At a meeting I attended earlier this year, Mark Orme admitted that the city had “kicked the can down the road” on street maintenance for many years, instead paying millions toward their pensions. This included payments toward the actual deficit, instituting a “Pension Stabilization Trust” that siphons money from every fund, even funds “dedicated” to capital maintenance. Through the PST, staff has tricked us into believing we only pay a certain “employer share” of the pensions, in reality, we pay most of their pension cost. This has created what I’m going to call “the Pension Deficit Bag“.
If we don’t get a handle on the public employee compensation now, we are handing our kids a disaster. This is the dilemma – the public employees want crazy salaries of as much as 4 and 5 times the median income, AND they want 70 – 90% of those outrageously inflated salaries in retirement, BUT they don’t want to pay for it. Years ago CalPERS promised they would make up the difference with investments in the stock market – but their investment strategies, including a bribery scandal, have only deepened the divide. Now they want the taxpayers to take the bag. In fact, Constantin is trying to convince us that it’s okay to let our kids pay for his ridiculous lifestyle demands.
With groups like Pension Tracker shining a light on this grab, CalPERS and the unions have agreed that “new hires” (our kids) be asked to pay 50%. But top heavy management employees, “classic employees“, are only paying 11%. That is not sustainable. Sounds like a classic Ponzi scheme to me!
“Future project users bear some of the cost through higher taxes or tolls, fares, and other charges that help service the debts.” But will they receive any benefits? That’s uncertain, in fact, I’d say it’s not going to happen. According to Constantin, we need hundreds of millions to bring existing streets up to safe standards, but the sales tax increase will only bring in a couple million a year. He explains enthusiastically that’s why we will use those proceeds to borrow money (bonds). That sounds nuts to me.
At that Finance Committee meeting earlier this year, Constantin also warned us that the economy is about to tank. If you’ve been paying attention over the last 35 years, as I have, you’ve seen that pattern of boom and bust. Chico just enjoyed a giant BOOM, despite the poormouth complaining about the Camp Fire refugees. Contrary to the city’s claims, those refugees not only caused a short term blip in the price of housing, meaning MORE PROPERTY TAXES, but those who have remained are still providing a boost to our local sales tax revenues. This will dry up as the retail sector in Paradise recovers, and people start moving back to the Camp Fire burn area. The resulting correction will be tough times for Chico.
Constantin admitted there is such a downturn on the horizon, telling the Finance Committee that his scheme will “shore us up“. What? Who would borrow money in the face of economic downturn? The bonds he’s proposing have to be paid no matter what happens in the economy – just like Constantin’s “defined benefits“.

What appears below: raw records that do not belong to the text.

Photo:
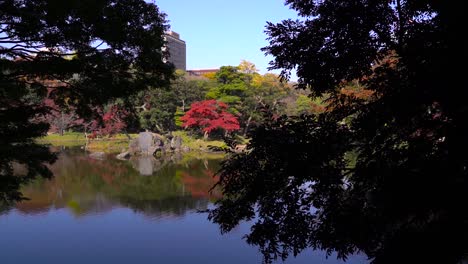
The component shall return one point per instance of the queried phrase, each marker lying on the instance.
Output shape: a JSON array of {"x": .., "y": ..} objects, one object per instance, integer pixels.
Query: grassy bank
[{"x": 120, "y": 142}]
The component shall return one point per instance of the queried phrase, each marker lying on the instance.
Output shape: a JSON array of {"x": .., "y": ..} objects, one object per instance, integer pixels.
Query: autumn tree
[
  {"x": 94, "y": 51},
  {"x": 210, "y": 115},
  {"x": 385, "y": 174}
]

Throwing a sales tax increase onto people who are already experiencing uncertainty is another nail in our coffin. Studies suggest that when people find out there’s a sales tax increase on the agenda, they start hoarding, buying the bigger ticket items ahead of the sales tax increase. This of course creates a bubble. The same studies show that people develop different shopping habits, such as buying online.

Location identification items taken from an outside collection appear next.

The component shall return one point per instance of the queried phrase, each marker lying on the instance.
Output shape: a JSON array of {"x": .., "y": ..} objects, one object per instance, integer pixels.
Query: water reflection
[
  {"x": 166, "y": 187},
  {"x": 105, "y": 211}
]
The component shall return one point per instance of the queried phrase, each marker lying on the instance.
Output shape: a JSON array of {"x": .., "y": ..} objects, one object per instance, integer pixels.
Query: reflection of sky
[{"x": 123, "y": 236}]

Here’s my anecdote – when Tom Lando first suggested a sales tax increase in 2012, I started shopping out of town and online. Of course these purchases are still taxed, but here’s the message – local businesses lost my money, and they won’t get it back. Local businesses need to realize what they stand to lose. It’s not the box stores that are stealing your business, it’s the sales tax rhetoric coming out of the city of Chico.